Rabbitmq user has the default hard/soft limit of 1024 currently. Given the above environment and adding a quite a bit of room to spare, what is a generally acceptable limit?
Over the next 6 months to an year this will become a very high volume environment with lot of messages waiting in queues and probably over 1000 connections. When we scale up, what should watch for as an indication that we need to increase open file descriptor limits?
_______________________________________________
rabbitmq-discuss mailing list
rabbitmq...@lists.rabbitmq.com
https://lists.rabbitmq.com/cgi-bin/mailman/listinfo/rabbitmq-discuss
You definitely need more file descriptors than number of connections.

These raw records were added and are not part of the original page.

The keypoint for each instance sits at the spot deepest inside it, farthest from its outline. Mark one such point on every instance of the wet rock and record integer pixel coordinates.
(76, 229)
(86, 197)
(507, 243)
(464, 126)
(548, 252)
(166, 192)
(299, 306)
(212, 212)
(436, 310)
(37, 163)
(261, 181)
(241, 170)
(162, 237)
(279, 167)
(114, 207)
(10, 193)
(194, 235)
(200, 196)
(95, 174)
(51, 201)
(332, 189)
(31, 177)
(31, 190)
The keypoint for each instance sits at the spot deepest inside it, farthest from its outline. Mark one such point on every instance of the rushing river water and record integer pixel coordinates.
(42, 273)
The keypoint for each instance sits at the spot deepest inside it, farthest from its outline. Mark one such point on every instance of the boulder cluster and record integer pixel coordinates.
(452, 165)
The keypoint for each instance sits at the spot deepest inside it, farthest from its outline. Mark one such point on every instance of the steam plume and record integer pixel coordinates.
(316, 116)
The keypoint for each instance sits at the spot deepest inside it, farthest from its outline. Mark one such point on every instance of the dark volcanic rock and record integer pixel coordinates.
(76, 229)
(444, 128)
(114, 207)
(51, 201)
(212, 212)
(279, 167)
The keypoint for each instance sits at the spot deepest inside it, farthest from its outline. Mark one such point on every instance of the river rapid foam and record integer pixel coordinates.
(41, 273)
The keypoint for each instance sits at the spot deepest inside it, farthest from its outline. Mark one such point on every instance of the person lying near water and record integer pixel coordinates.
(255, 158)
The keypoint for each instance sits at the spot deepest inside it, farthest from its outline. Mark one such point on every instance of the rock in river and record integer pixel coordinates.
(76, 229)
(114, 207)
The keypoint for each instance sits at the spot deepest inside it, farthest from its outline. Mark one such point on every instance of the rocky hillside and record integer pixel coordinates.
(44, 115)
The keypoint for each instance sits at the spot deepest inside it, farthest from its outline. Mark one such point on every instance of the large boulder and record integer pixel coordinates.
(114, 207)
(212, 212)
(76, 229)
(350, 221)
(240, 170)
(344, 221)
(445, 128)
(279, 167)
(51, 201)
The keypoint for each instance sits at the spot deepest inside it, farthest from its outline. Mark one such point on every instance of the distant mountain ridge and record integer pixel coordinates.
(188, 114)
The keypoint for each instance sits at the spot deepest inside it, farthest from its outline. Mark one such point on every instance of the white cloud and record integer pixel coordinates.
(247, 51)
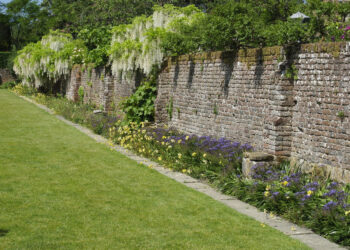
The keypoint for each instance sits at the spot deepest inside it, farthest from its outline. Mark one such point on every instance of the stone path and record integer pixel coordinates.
(303, 234)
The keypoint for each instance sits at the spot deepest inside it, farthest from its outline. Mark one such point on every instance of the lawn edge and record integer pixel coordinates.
(294, 231)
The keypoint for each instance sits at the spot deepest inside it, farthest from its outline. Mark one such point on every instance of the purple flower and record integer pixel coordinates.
(330, 205)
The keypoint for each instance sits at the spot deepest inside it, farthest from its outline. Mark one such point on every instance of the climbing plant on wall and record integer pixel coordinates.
(138, 45)
(45, 62)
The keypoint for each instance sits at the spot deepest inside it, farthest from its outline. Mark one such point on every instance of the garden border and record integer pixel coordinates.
(302, 234)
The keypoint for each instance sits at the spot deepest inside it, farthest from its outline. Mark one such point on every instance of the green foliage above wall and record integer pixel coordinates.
(45, 62)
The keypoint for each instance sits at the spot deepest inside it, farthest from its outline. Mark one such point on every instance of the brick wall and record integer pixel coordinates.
(100, 87)
(291, 103)
(6, 76)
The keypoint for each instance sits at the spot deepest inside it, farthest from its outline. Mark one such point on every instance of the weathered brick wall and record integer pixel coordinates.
(100, 87)
(6, 76)
(288, 103)
(321, 128)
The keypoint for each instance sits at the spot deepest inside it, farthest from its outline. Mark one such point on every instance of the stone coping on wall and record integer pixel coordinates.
(267, 53)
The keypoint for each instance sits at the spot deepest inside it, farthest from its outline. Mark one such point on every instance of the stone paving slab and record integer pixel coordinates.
(300, 233)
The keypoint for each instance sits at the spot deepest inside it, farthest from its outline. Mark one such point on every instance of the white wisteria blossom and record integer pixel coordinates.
(138, 45)
(49, 60)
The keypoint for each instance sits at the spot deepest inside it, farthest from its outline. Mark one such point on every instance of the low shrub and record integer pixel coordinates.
(321, 205)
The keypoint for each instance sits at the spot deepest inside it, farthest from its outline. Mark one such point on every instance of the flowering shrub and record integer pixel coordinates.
(201, 157)
(42, 64)
(137, 45)
(322, 205)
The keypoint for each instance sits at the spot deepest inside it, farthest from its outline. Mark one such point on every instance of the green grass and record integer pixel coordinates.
(60, 189)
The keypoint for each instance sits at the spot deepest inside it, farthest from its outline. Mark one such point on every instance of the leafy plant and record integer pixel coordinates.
(140, 105)
(81, 93)
(169, 108)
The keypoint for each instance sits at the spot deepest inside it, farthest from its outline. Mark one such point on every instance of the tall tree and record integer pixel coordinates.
(27, 20)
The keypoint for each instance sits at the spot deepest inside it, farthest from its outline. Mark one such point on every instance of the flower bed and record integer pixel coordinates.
(322, 205)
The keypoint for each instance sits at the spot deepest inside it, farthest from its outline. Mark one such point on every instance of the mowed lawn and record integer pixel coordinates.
(60, 189)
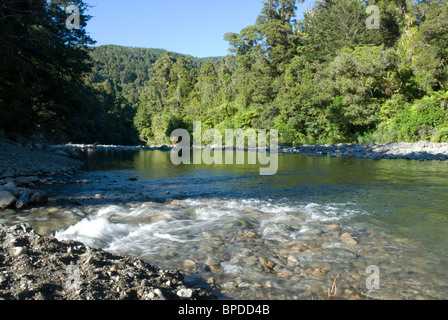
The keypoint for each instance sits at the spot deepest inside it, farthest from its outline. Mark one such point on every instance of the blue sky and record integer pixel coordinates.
(194, 27)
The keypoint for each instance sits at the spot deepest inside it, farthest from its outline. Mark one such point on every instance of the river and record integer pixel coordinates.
(247, 236)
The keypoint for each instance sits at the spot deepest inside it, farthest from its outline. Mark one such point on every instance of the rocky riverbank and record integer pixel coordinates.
(23, 168)
(420, 151)
(33, 267)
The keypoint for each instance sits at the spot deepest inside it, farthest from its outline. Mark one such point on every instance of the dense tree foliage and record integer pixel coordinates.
(326, 78)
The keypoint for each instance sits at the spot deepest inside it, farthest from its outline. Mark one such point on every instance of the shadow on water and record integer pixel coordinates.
(131, 192)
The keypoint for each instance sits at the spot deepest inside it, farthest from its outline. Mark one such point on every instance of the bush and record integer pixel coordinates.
(421, 121)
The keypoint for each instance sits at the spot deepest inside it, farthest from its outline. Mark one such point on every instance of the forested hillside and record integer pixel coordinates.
(325, 78)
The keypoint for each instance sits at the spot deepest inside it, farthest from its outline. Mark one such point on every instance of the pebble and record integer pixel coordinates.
(189, 264)
(185, 293)
(348, 239)
(18, 251)
(284, 275)
(333, 227)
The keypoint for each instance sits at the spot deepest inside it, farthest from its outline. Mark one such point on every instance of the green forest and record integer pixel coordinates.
(326, 78)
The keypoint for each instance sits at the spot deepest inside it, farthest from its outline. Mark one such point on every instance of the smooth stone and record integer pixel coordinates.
(348, 239)
(189, 264)
(284, 275)
(185, 293)
(7, 199)
(18, 251)
(333, 227)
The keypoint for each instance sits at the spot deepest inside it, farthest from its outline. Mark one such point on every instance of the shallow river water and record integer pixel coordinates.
(247, 236)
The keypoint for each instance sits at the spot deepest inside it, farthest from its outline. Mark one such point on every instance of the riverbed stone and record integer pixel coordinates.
(7, 199)
(185, 293)
(348, 239)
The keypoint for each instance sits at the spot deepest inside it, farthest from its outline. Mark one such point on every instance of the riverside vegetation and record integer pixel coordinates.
(326, 78)
(328, 84)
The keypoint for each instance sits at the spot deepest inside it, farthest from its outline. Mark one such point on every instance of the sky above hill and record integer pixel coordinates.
(194, 27)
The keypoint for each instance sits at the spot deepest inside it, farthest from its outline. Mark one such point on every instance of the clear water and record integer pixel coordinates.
(254, 237)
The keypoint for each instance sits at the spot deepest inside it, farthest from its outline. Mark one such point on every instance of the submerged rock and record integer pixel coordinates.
(7, 199)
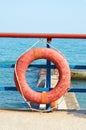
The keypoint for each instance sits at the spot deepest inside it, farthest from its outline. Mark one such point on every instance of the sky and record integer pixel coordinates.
(43, 16)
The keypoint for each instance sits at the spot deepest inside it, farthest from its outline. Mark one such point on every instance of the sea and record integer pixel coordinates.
(74, 51)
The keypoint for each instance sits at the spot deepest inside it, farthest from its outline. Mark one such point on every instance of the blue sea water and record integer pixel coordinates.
(11, 48)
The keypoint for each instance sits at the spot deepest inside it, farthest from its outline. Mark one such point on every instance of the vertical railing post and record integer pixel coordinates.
(48, 72)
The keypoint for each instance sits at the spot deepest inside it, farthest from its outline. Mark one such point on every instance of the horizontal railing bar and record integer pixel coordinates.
(42, 35)
(5, 65)
(76, 90)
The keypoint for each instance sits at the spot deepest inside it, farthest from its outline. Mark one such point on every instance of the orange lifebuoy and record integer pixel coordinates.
(42, 53)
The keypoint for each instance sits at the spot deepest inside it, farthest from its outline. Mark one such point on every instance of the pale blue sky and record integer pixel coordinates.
(43, 16)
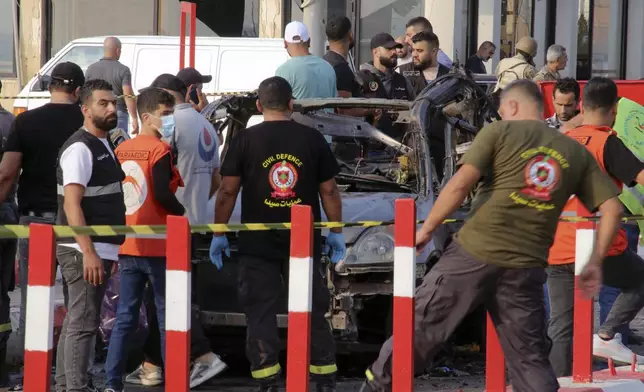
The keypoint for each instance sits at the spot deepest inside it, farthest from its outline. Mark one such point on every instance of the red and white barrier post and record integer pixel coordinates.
(177, 305)
(187, 9)
(582, 349)
(404, 288)
(494, 360)
(300, 292)
(39, 326)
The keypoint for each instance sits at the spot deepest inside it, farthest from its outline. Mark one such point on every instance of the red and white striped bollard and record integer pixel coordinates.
(39, 325)
(177, 304)
(582, 351)
(300, 292)
(404, 288)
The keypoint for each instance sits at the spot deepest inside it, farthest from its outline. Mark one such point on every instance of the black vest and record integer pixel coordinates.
(103, 202)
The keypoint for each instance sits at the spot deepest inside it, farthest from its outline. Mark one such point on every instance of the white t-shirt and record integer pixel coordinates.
(197, 148)
(76, 163)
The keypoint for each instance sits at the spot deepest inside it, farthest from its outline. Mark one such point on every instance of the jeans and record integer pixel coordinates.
(76, 342)
(134, 272)
(23, 269)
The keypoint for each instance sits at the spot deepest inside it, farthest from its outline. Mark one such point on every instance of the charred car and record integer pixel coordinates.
(412, 158)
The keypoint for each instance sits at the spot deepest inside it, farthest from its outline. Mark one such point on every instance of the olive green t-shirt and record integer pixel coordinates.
(529, 173)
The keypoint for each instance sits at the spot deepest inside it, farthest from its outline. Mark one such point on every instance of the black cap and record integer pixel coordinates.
(170, 82)
(69, 74)
(191, 76)
(384, 40)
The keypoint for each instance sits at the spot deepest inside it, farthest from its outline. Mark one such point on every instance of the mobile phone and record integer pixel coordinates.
(194, 96)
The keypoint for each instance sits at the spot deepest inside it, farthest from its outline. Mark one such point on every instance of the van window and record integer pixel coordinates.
(84, 56)
(154, 61)
(243, 69)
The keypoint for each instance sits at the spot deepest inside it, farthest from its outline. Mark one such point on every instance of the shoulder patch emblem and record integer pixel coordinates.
(582, 139)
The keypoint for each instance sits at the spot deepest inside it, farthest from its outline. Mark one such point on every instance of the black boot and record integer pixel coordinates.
(268, 384)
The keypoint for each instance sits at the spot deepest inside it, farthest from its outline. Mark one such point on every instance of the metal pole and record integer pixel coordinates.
(315, 20)
(16, 42)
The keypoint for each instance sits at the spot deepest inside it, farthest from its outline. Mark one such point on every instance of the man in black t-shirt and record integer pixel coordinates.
(32, 147)
(279, 163)
(338, 32)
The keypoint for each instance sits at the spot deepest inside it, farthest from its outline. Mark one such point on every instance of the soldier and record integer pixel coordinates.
(521, 66)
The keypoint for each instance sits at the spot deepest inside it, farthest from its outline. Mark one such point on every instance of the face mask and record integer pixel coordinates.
(167, 126)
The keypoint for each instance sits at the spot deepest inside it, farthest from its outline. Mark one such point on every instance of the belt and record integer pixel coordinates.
(47, 215)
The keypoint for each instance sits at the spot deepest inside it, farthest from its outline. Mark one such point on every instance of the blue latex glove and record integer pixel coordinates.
(217, 245)
(335, 243)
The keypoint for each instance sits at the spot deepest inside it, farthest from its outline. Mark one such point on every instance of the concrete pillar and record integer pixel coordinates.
(566, 33)
(539, 29)
(490, 29)
(449, 20)
(271, 18)
(315, 20)
(32, 38)
(635, 46)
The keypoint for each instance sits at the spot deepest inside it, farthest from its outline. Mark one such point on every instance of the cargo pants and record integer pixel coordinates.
(514, 298)
(260, 284)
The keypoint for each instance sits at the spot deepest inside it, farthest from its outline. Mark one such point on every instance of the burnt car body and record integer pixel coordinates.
(377, 168)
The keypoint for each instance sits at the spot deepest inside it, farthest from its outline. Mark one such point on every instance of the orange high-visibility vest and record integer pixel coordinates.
(563, 248)
(137, 157)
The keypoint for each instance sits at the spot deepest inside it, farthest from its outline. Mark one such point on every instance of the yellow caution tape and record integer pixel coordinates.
(22, 231)
(215, 94)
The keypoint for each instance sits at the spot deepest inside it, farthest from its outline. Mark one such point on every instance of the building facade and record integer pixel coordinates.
(594, 32)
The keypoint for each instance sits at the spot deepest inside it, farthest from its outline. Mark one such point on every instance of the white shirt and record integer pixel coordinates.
(197, 148)
(76, 163)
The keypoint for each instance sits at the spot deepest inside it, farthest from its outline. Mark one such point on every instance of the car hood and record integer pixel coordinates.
(372, 206)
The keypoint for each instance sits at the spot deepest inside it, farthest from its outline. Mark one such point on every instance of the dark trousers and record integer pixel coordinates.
(261, 282)
(456, 285)
(624, 271)
(81, 322)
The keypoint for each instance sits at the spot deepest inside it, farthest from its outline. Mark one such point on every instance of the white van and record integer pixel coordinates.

As a rule of thumb I'd suggest:
- 1 file descriptor for every connection
- 3+ file descriptors for every queue that might be written to disk
- reserve about 100 descriptors for internal erlang stuff
There isn't any penalty from setting high 'ulimit -n', so why not just
set it to maximum?
On linux:
cat /proc/sys/fs/file-max
ulimit -n 1048576
Err, that's actually a max of 1 per queue.
And that is a rule of thumb - there is no problem with running a million
queues off 1000 fds - rabbit will just cope as necessary, but you might
find performance is improved with additional fds.
If your ulimit is X, then the number of connections you'll be allowed to
open is (0.9*(X - 100))-2. Thus that should give you a minimum (via
rearrangement). More fds never hurt!